Correlation function diagnostics for type-I fracton phases

Fracton phases are recent entrants to the roster of topological phases in three dimensions. They are characterized by subextensively divergent topological degeneracy and excitations that are constrained to move along lower-dimensional subspaces, including the eponymous fractons that are immobile in isolation. We develop correlation function diagnostics to characterize type-I fracton phases which build on their exhibiting partial deconfinement. These are inspired by similar diagnostics from standard gauge theories and utilize a generalized gauging procedure that links fracton phases to classical Ising models with subsystem symmetries. En route, we explicitly construct the space-time partition function for the plaquette Ising model which, under such gauging, maps into the $X$-cube fracton topological phase. We numerically verify our results for this model via Monte Carlo calculations.

Figure 1

The Euclidean time representation of the Wilson-loop and horseshoe generalizations for the PGT and its dual, which realize the $X$-cube topological phase.
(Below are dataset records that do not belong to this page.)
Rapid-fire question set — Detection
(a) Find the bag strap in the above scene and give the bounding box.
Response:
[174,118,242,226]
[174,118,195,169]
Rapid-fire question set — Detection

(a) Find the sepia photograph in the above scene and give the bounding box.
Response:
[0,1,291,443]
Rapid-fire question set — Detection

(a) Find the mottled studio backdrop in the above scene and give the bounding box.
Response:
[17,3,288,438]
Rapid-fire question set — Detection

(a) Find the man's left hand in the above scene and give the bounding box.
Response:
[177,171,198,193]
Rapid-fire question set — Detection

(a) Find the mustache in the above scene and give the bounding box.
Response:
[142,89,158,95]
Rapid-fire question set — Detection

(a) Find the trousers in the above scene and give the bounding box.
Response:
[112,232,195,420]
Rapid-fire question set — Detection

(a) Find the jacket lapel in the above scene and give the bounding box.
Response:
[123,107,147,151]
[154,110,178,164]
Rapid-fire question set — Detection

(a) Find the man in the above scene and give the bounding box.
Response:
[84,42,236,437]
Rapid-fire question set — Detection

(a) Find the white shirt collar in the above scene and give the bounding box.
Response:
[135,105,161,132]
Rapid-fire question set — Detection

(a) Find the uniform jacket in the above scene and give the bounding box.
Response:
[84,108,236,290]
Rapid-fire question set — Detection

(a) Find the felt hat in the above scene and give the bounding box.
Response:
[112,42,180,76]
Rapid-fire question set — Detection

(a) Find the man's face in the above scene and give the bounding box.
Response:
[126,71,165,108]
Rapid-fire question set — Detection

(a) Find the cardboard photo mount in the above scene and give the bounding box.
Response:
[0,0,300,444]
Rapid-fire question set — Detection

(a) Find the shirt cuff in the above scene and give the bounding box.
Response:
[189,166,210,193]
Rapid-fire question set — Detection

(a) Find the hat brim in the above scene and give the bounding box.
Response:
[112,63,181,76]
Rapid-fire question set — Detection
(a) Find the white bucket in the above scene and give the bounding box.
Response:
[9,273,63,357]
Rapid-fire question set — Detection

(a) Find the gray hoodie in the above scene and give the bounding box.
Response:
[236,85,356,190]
The blue circles represent $\tau$'s (which lie on vertices), red represent $\sigma$'s (which lie on the spatial plaquettes in the PGT but on spatial links in its dual), and the green lines represent the auxiliary spin $\lambda$'s (which lie on the links along the imaginary time direction). Nonequal time operators are shown projected to a 2 + 1D subspace with the time direction pointing “up” on the page. The three possible cut orientations are labeled by $a,b$, and $c$.